Department of Radiology, Nagoya City University Graduate School of Medical Sciences, Nagoya, Japan.
Cancer Sci. 2013 Jan;104(1):130-4. doi: 10.1111/cas.12048. Epub 2012 Dec 4.
To investigate the possible influences of various factors on tumor response to radiation, regression speeds and long-term local control rates of primary adenocarcinoma and squamous cell carcinoma of the lung after stereotactic body radiotherapy were evaluated. Ninety-one patients (65 men and 26 women) with a median age of 76 years were serially examined using computed tomography at 2, 4 and 6 months after treatment. Tumor histology was adenocarcinoma in 62 patients and squamous cell carcinoma in 29 patients. The prescribed dose was 48 Gy in four fractions given twice a week for T1 tumors (≤ 3 cm) and 52 Gy in four fractions given twice a week for T2 tumors (3-5 cm). Tumor shrinkage speed and 3-year local control rates were similar between T1 and T2 tumors and between patients with normal pulmonary function and those with impaired function. Squamous cell carcinomas shrank faster than adenocarcinomas at 2 and 4 months after radiation, but mean relative tumor size at 6 months and local control rates at 3 years did not differ significantly between the two histologies.

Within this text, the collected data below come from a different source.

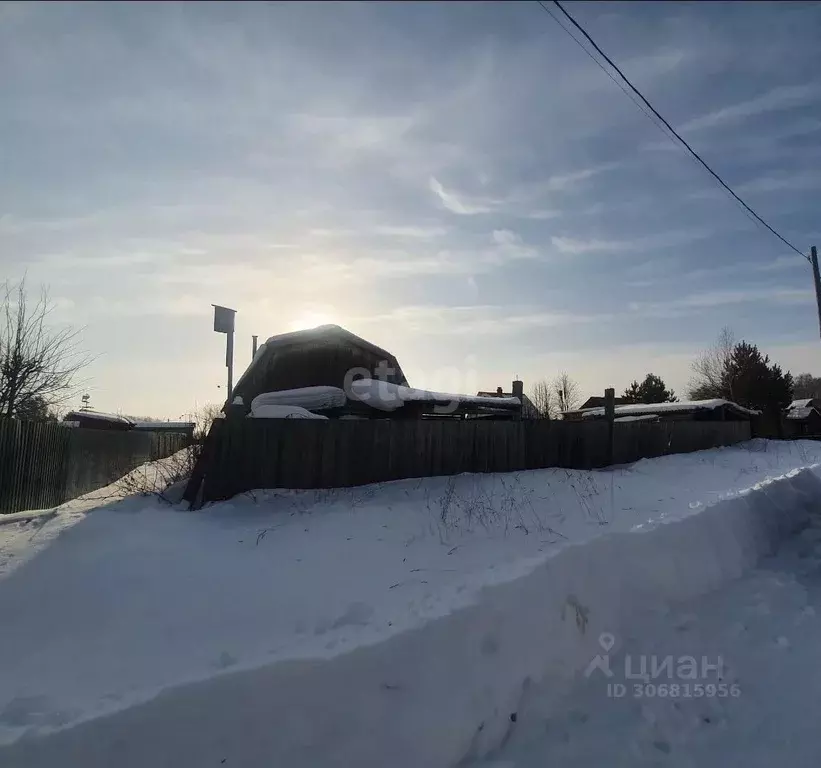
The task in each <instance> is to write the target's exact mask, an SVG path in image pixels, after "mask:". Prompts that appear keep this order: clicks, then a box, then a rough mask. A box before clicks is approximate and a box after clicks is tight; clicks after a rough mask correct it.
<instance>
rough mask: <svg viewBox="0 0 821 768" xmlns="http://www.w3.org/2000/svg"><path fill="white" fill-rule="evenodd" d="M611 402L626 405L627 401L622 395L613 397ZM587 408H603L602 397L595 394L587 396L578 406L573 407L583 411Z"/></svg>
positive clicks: (622, 404)
mask: <svg viewBox="0 0 821 768" xmlns="http://www.w3.org/2000/svg"><path fill="white" fill-rule="evenodd" d="M613 402H614V403H615V404H616V405H628V401H627V399H626V398H624V397H614V398H613ZM588 408H604V397H601V396H598V395H597V396H595V397H588V398H587V400H585V401H584V402H583V403H582V404H581V405H580V406H579V407H578V408H576V409H574V410H577V411H584V410H587V409H588Z"/></svg>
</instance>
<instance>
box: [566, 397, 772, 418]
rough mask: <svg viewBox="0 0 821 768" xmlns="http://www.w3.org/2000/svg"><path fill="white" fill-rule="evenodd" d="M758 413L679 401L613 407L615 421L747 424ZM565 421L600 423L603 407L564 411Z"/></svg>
mask: <svg viewBox="0 0 821 768" xmlns="http://www.w3.org/2000/svg"><path fill="white" fill-rule="evenodd" d="M759 413H760V412H759V411H754V410H752V409H750V408H744V407H743V406H741V405H738V404H737V403H732V402H730V401H729V400H719V399H716V400H682V401H680V402H677V403H630V404H627V405H617V406H616V409H615V418H616V421H619V420H621V419H623V418H625V417H628V416H656V417H658V420H659V421H749V420H750V419H752V418H753V417H754V416H758V415H759ZM564 418H565V420H567V421H588V420H590V419H594V420H595V419H598V420H601V419H604V418H606V417H605V413H604V407H600V408H599V407H597V408H579V409H577V410H575V411H566V412H565V414H564Z"/></svg>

Tumors in patients with a higher hemoglobin level tended to shrink faster but the control rates were not different. It is concluded that, although squamous cell carcinoma shrinks faster than adenocarcinoma, the two types of lung cancer are of similar radiosensitivity in terms of long-term control rates. Radiosensitivity should not be evaluated by early tumor response.
为了研究各种因素对肿瘤放疗反应的可能影响,我们评估了立体定向体部放疗后原发性肺腺癌和鳞癌的回归速度和长期局部控制率。91 例患者(65 例男性,26 例女性),中位年龄为 76 岁,在治疗后 2、4 和 6 个月分别通过 CT 进行连续检查。肿瘤组织学为腺癌 62 例,鳞癌 29 例。T1 肿瘤(≤3cm)处方剂量为 48Gy 分 4 次,每周 2 次;T2 肿瘤(3-5cm)处方剂量为 52Gy 分 4 次,每周 2 次。T1 和 T2 肿瘤之间、肺功能正常和受损患者之间,肿瘤退缩速度和 3 年局部控制率相似。鳞癌在放疗后 2 个月和 4 个月时比腺癌退缩更快,但 6 个月时平均相对肿瘤大小和 3 年局部控制率在两种组织学类型之间无显著差异。血红蛋白水平较高的患者肿瘤往往退缩更快,但控制率无差异。结论:虽然鳞癌比腺癌退缩更快,但就长期控制率而言,两种肺癌的放射敏感性相似。不应通过早期肿瘤反应来评估放射敏感性。